Mahkemece, bozma ilamına uyularak yapılan yargılama neticesinde, davanın reddine, karar verilmiş; hüküm, davacı tarafından temyiz edilmiştir.
Davacı eldeki dava ile dava kurum ile aralarında sağlık hizmeti satın alma sözleşmesi bulunduğunu, davalının hastanelerinde tedavi gören hastalara ilişkin faturalarda haksız olarak kesinti yaptığını ileri sürerek, yapılan kesinti yönünden davalıya borçlu olmadıklarına karar verilmesini talep etmiştir.
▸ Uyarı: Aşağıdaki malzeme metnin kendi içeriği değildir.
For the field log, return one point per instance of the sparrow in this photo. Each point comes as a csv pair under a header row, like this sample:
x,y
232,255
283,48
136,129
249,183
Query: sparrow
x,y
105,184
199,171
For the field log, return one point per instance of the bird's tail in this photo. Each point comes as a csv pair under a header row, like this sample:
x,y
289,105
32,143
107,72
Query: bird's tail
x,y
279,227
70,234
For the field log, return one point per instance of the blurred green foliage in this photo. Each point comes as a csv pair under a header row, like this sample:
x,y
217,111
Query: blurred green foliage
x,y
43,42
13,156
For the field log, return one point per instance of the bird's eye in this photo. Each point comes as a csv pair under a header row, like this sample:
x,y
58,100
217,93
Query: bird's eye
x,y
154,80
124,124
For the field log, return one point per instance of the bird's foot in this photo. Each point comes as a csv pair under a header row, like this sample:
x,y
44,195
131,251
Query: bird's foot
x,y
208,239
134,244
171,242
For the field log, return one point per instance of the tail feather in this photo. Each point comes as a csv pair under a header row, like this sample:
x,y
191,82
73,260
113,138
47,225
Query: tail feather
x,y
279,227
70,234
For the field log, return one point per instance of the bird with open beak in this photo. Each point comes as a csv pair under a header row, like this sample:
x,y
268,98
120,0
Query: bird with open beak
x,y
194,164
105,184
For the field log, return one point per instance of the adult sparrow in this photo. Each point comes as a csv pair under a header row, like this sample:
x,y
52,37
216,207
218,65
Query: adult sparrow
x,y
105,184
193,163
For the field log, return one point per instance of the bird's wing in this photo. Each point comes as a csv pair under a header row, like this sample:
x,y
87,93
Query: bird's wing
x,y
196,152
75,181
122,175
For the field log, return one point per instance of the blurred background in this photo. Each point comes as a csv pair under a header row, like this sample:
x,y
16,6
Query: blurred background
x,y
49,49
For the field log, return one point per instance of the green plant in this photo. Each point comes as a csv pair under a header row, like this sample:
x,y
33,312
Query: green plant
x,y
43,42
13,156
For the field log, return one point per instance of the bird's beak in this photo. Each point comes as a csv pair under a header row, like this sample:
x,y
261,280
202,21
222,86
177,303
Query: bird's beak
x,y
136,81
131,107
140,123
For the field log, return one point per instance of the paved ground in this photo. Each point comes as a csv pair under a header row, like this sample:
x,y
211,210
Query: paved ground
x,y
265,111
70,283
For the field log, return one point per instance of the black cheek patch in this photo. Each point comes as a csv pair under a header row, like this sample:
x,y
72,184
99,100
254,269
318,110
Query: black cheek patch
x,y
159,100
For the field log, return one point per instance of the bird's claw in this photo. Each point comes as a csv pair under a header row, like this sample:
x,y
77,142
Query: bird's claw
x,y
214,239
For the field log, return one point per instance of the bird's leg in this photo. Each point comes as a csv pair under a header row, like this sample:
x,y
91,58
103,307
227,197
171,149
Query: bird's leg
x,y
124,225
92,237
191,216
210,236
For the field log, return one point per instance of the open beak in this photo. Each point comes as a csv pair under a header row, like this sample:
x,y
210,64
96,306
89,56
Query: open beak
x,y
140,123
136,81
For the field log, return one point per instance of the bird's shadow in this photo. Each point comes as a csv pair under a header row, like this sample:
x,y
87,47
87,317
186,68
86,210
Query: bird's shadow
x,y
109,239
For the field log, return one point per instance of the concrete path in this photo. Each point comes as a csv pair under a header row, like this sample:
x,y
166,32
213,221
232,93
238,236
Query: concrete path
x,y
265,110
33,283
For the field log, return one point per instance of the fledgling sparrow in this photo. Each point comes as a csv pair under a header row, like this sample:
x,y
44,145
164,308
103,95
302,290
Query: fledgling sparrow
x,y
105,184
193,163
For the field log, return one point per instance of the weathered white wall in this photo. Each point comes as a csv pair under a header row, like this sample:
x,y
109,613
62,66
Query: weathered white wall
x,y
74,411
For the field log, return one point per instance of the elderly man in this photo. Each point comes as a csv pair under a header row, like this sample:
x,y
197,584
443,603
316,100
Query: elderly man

Mahkemenin ilk kararında davanın kısmen kabulü ile, davacının 52.877,37 TL üzerinden davalıya borçlu olmadığının tespitine karar verilmiş, davalının temyiz talebinde bulunması üzerine, Yargıtay 13. Hukuk Dairesinin (kapatılan) 24.05.2017 tarih, 2015/17492 Esas, 2017/6200 Karar sayılı ilam ile “...Sağlık Uygulama Tebliğinin tıbbi malzeme ödeme esasları başlıklı ilgili maddesinde "SUT ve eki listelerde yer almayan tıbbi malzemeler ihale/doğrudan temin sonuç bilgileri ekranında son bir yıl içerisinde farklı en az 3 hastanenin fiyatı olmak üzere tespit edilen ve kurum taşra teşkilatı inceleme birimlerince benzer nitelikte aynı işlevsel özellikte ve aynı tıbbi sonucu verdiği kabul edilen malzemenin işlem tarihinden önceki son 1yıl içerisindeki en ucuz 5 fiyatın ortalaması alınarak kdv dahil fiyatı fatura tutarını geçmemek üzere ödenir."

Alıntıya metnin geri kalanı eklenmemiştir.